München

Dem Vergessen entreißen

Das schöne Jugendstilhaus in der Herzogstraße 55 steht heute nicht mehr. Einzig die Erinnerungszeichen vor dem Nachkriegsbau weisen heute darauf hin, dass sich hier einst die große Wohnung der Münchner Schriftstellerin Carry Brach­vogel befand. In den ersten Jahrzehnten des 20. Jahrhunderts bildeten die Räumlichkeiten der bekannten Frauenrechtlerin im Westen von Schwabing ein bedeutendes kulturelles Zentrum.

Ihr literarischer Salon war in München eine Rarität und erlangte so in der Stadt rasch eine gewisse Berühmtheit. Selbst der junge Rainer Maria Rilke war von seiner Bekanntschaft mit Brachvogel derart beeindruckt, dass er ihr ein eigenes Gedicht widmete. Von 1936 an war die Herzogstraße auch letzte Wohnstätte für die Industriellengattin Julie Weinmann und für Brachvogels Bruder, den Historiker Siegmund Hellmann. Weinmann hatte zuvor gemeinsam mit ihrem Ehemann viele Jahre lang Künstlerinnen und Künstler in ihrer Villa am Starnberger See, dem heutigen Haus Buchenried der Münchner Volkshochschule, empfangen.

Alle drei – Brachvogel, Weinmann und Hellmann – repräsentierten das lange geachtete, ab 1933 hingegen gnadenlos entrechtete und verfolgte jüdische Bürgertum Münchens. Weinmann starb im Mai 1936 in hohem Alter noch in Brachvogels Wohnung, Brachvogel wurde zusammen mit ihrem Bruder 1942 in das KZ Theresienstadt deportiert. Beide wurden dort noch im selben Jahr ermordet.

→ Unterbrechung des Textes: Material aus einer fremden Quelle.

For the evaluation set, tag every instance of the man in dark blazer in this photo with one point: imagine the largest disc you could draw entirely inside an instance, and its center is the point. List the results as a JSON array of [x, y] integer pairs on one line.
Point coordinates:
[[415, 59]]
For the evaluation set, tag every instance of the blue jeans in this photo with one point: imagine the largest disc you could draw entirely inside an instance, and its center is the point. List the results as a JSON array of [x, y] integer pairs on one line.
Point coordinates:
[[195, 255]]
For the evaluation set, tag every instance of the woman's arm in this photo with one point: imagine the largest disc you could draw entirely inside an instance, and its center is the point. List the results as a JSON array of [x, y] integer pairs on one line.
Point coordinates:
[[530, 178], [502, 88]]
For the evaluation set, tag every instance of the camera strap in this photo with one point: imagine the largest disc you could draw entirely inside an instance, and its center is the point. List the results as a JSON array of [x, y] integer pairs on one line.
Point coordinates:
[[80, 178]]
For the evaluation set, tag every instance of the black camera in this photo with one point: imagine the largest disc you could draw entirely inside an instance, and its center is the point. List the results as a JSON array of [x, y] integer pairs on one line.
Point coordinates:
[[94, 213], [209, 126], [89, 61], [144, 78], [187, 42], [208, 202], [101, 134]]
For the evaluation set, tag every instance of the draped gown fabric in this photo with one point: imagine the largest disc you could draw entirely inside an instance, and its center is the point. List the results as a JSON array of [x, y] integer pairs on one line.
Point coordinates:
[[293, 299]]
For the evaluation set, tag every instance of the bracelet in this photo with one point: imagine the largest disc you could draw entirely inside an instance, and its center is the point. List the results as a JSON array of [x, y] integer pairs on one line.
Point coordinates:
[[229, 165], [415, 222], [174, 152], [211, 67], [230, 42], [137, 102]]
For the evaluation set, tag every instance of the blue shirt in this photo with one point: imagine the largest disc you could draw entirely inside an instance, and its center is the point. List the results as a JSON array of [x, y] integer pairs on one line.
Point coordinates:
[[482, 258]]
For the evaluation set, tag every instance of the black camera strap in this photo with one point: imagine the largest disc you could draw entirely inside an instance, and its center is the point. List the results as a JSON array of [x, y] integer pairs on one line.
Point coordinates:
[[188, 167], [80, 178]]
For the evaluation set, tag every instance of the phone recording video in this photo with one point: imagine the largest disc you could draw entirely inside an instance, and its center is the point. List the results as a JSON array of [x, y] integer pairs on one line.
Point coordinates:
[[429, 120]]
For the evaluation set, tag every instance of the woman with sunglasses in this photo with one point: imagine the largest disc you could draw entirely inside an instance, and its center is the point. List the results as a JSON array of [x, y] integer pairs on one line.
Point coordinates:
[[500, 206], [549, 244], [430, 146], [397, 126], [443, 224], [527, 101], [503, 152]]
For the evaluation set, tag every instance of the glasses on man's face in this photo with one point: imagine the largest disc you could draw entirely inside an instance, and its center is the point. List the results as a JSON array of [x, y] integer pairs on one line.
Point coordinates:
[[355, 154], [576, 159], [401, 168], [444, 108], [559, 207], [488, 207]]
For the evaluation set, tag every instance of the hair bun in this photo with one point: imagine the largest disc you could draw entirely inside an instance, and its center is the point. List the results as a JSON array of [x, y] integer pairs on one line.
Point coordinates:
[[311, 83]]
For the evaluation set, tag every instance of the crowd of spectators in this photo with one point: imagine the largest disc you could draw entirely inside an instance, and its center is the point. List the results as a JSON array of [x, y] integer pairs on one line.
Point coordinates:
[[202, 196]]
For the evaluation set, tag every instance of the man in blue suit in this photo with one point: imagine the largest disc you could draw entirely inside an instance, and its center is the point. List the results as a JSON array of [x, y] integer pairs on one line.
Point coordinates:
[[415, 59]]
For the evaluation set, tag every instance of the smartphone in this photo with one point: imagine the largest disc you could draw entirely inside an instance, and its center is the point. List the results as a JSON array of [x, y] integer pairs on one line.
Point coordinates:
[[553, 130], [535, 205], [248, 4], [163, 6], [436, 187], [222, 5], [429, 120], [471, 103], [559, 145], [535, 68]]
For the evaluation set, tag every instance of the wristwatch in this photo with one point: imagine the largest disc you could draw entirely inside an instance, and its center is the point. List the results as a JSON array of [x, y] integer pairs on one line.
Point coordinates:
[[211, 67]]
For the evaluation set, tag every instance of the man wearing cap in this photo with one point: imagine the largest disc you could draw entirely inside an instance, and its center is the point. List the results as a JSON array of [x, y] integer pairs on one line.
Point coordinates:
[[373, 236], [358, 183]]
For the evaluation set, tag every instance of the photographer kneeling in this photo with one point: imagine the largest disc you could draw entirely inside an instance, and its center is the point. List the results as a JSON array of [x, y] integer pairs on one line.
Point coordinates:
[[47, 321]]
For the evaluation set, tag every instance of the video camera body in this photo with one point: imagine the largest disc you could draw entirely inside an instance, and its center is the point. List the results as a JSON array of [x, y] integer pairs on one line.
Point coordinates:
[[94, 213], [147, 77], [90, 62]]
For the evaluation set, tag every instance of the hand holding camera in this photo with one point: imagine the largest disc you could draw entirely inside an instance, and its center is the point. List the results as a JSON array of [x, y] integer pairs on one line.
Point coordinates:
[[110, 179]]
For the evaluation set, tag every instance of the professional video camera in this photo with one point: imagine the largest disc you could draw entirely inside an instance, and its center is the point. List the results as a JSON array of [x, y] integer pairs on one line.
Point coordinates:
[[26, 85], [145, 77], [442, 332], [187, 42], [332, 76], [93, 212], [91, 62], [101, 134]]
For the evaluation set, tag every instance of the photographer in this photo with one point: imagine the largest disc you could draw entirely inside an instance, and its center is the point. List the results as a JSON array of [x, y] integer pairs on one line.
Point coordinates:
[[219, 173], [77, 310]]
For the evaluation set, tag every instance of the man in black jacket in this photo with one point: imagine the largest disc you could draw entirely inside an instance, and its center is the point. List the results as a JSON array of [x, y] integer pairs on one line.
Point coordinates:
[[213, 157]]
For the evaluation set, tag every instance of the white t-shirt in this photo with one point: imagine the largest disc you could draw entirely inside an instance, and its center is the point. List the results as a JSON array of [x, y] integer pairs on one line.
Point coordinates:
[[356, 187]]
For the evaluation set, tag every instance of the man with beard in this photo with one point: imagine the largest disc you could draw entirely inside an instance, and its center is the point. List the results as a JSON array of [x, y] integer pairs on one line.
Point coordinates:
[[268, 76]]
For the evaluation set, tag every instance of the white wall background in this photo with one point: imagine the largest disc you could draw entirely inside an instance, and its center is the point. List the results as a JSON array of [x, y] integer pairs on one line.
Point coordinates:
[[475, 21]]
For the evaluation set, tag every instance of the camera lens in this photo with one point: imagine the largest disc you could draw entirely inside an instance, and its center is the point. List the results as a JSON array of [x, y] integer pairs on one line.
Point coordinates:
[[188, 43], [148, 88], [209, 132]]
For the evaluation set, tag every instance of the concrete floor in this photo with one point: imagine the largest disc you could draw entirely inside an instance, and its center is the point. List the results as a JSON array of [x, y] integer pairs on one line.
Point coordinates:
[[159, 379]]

Die Präsidentin der Israelitischen Kultusgemeinde München und Oberbayern, Charlotte Knobloch, unterstrich in ihrer Ansprache in der Seidlvilla vor Anbringung der Erinnerungszeichen deren Bedeutung für die bürgerschaftliche Erinnerungskultur: »Die Bildnisse der Persönlichkeiten kehren mit diesen Zeichen in die Stadt zurück.«

»Die Bildnisse der Persönlichkeiten kehren mit diesen Zeichen in die Stadt zurück.«

Charlotte Knobloch

Dankbar zeigte sie sich gegenüber Eva Strauß, der Geschäftsführerin des Vereins »Stattreisen München«, die sich als Initiatorin der an diesem Tag übergebenen Erinnerungs­zeichen besonders für das Gedenken eingesetzt habe. »Wir brauchen mehr davon«, meinte Knob­loch, die auch betonte, dass sich angesichts des stark angestiegenen Antisemitismus der heutige »Blick nach vorn immer mehr wie ein Blick zurück anfühlt«.

Stadtrat Stefan Jagel, der in Vertretung des Oberbürgermeisters sprach, betonte ebenso, dass Erinnerungszeichen zwar nicht die Welt veränderten, »aber sie sind ein wichtiger Bestandteil, um die Vergangenheit dem Vergessen zu entreißen«. Jagel hob hervor, dass Brachvogel auch als Teil des arrivierten Münchner Bürgertums von der Verfolgung nicht verschont blieb.

Eva Strauß schließlich ging noch einmal ausführlich auf die Biografien der drei Persönlichkeiten ein, ehe Christian Haager vom Haus Buchenried der Münchner Volkshochschule eine Auswahl von Anekdoten über die Künstlerempfänge von Julie Weinmann und ihrem Mann am Starnberger See darbot.

Ebenfalls mit Redebeiträgen vertreten waren Gabriele Wiesmüller als Vertreterin der ausrichtenden Seidlvilla, Thomas Schütte von der Monacensia, die das Brachvogel-Archiv verwahrt, sowie Thomas Rock als Mitglied des Bezirksausschusses Schwabing-West. Darüber hinaus nahm auch die bekannte Brachvogel-Forscherin Ingvild Richardsen an der Veranstaltung teil.